At a high level, cancer cells can be categorized into two subsets: differentiated cancer cells and undifferentiated CSCs. Differentiated cancer cells sustain and increase the volume of local tumors but lack the ability to self-renew. CSCs, however, possess the ability to self-renew and differentiate, which enables them to originate tumors and metastasize.3,5

Notably, cancer cells can also dedifferentiate in response to multiple stimuli, possibly including conventional cancer therapies.3,6

The Persistance of CSCs May Help Explain Tumor Recurrence

While conventional therapies kill the bulk of differentiated cancer cells, resulting in tumor shrinkage, CSCs may remian viable and later reestablish the tumor, leading to relapse.7 The persistence of CSCs despite therapy could help explain why some tumors recur even after an initial reduction in size.8

Therefore, targeting both CSCs and differentiated cancer cells may be a rational therapeutic strategy.2

Boston Biomedical is a leading developer of the next-generation of cancer therapeutics designed to inhibit multiple oncogenic pathways.

References

  1. Yoshida GJ. Metabolic reprogramming: the emerging concept and associated therapeutic strategies.
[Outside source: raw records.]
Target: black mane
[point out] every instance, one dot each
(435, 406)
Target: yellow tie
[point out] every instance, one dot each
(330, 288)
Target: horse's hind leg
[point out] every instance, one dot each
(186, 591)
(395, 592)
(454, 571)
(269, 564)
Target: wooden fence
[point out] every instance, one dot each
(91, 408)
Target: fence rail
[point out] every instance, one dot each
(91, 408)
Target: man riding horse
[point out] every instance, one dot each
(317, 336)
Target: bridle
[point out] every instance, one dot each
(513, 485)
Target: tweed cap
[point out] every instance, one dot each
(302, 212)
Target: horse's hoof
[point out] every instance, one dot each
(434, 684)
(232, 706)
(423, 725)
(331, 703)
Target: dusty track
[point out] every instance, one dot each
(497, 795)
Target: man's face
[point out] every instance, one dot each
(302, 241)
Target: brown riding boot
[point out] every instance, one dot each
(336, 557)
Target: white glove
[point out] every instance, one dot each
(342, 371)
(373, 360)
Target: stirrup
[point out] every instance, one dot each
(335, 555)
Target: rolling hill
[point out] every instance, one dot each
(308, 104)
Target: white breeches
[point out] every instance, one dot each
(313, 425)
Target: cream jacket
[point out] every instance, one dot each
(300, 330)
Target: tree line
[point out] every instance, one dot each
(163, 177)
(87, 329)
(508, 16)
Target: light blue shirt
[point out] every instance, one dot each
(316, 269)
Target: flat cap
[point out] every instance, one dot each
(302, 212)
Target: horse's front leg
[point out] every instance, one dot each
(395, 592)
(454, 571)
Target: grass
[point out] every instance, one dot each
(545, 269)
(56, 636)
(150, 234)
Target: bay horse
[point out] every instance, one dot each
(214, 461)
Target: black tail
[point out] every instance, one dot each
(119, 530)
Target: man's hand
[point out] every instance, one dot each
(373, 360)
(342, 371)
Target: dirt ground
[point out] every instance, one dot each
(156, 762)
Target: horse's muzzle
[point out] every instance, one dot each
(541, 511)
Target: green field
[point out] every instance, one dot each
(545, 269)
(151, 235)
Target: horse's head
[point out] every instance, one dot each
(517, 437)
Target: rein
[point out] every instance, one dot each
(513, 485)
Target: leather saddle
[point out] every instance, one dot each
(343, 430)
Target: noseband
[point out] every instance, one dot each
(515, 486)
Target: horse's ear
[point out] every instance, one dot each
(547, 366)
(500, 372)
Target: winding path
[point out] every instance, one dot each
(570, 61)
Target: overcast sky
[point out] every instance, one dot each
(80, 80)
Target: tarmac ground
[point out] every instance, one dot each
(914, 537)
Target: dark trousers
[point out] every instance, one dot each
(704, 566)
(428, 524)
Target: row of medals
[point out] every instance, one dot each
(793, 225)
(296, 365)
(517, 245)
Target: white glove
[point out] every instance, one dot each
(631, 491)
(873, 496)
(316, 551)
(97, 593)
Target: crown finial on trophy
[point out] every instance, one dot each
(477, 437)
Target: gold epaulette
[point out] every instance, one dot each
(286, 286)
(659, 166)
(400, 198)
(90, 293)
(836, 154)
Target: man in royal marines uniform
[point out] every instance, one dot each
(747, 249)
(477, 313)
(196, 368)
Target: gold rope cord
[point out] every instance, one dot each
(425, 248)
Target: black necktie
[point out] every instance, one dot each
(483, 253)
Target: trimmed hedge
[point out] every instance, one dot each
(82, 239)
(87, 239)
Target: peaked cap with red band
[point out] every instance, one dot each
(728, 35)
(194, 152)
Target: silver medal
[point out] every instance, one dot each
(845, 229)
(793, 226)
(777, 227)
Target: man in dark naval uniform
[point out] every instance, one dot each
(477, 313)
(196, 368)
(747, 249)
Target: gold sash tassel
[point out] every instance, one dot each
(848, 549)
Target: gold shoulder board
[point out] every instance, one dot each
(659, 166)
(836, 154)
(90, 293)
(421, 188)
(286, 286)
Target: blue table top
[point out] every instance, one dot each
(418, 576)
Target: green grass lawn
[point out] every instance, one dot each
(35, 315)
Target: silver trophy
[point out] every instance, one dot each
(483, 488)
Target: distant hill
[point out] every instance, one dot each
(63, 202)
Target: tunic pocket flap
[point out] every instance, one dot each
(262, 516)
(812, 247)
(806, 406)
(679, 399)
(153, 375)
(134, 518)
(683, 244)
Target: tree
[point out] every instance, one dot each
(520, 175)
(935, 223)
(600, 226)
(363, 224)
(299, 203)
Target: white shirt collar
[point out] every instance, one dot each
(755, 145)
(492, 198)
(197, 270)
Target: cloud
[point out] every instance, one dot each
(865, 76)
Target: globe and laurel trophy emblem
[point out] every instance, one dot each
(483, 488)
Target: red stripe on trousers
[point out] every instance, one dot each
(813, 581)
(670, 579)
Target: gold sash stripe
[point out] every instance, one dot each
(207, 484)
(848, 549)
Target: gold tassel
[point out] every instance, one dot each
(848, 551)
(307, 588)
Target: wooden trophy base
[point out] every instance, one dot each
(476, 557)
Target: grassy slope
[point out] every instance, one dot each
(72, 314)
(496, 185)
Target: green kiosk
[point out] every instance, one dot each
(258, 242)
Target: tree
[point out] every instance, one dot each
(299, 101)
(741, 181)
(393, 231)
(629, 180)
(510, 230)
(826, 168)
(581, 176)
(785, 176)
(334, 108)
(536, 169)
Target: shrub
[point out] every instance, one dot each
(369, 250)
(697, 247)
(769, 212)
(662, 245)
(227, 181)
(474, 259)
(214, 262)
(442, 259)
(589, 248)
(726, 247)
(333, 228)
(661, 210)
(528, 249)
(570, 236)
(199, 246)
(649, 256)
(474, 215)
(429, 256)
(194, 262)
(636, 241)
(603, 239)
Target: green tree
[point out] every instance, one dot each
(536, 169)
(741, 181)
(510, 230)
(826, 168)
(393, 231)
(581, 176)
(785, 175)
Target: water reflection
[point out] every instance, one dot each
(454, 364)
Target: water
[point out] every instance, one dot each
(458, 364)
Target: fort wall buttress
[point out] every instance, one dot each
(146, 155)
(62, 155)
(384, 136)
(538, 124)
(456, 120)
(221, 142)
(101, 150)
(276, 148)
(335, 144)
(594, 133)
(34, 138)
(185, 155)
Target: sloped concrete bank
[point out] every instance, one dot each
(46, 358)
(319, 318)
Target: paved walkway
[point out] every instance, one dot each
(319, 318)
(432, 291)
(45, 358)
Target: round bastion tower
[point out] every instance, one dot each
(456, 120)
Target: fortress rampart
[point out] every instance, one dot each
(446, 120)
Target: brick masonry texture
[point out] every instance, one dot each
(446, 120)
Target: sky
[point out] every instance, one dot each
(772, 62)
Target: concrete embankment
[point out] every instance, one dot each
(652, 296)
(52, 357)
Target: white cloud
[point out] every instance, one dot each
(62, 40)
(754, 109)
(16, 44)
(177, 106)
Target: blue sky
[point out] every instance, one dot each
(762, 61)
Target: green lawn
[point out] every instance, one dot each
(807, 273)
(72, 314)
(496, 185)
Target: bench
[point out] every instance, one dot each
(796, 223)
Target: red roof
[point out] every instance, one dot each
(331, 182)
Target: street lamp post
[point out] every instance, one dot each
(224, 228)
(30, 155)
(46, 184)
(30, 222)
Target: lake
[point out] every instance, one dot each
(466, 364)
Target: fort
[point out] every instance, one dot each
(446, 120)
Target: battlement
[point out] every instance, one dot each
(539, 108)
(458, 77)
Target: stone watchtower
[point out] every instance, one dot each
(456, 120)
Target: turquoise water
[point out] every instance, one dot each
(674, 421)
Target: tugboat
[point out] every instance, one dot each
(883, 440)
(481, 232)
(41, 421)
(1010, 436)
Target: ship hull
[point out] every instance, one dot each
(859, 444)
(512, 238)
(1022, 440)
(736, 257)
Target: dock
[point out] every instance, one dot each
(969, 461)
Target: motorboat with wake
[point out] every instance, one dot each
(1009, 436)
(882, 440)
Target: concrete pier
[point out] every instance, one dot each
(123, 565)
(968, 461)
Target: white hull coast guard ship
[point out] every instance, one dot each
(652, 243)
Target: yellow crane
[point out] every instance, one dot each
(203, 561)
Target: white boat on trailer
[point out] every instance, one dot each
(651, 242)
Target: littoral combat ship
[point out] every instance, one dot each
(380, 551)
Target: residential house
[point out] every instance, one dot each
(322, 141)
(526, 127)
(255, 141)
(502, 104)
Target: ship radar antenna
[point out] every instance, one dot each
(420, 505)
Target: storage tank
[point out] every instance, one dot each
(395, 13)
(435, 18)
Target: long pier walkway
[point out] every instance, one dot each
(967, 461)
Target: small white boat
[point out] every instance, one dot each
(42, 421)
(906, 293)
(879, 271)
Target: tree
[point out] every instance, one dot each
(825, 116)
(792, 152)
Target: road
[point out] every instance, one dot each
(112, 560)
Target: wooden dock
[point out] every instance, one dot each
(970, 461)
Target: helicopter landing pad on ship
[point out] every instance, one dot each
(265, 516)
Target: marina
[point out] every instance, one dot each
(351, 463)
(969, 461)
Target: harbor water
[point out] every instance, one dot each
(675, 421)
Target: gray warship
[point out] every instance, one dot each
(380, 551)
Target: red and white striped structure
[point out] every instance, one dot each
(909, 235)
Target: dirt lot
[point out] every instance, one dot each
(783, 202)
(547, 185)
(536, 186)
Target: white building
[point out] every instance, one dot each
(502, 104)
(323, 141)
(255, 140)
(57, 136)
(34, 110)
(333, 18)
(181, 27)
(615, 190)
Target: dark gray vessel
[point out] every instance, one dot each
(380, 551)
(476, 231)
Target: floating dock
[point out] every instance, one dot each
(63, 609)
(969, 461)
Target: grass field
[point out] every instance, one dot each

J Exp Clin Cancer Res. 2015;34:111.doi:10.1186/s13046-015-0221-y.
  2. Visvader J, Lindeman G. Cancer stem cells: current status and evolving complexities. Cell Stem Cell. 2012;10(6):717-728.
  3. Fanali C, Lucchetti D, Farina M, et al. Cancer stem cells in colorectal cancer from pathogenesis to therapy: controversies and perspectives. World J Gastroenterol. 2014;20(4):923-942.
  4. Brooks MD, Burness ML, Wicha MS. Therapeutic implications of cellular heterogeneity and plasticity in breast cancer. Cell Stem Cell. 2015;17(3):260-271.
  5. Botchkina G, Ojima I. Prostate and colon cancer stem cells as a target for anti-cancer drug development. In: Shostak S, ed. Cancer Stem Cells: Theories and Practice. Rijeka, Croatia: InTech; 2011.
  6. Lagadec C, Vlashi E, Della Donna L, Dekmezian C, Pajonk F. Radiation-induced reprogramming of breast cancer cells. Stem Cells. 2012;30(5):833-844.
  7. Reya T, Morrison S, Clarke M, Weissman I. Stem cells, cancer, and cancer stem cells. Nature. 2001;414(6859):105-111.
  8. Zabor E, Heller G, Schwartz L, Chapman P. Correlating surrogate endpoints with overall survival at the individual patient level in BRAFV600E-mutated metastatic melanoma patients treated with vemurafenib. Clin Cancer Res. 2016;22(6):1341-1347.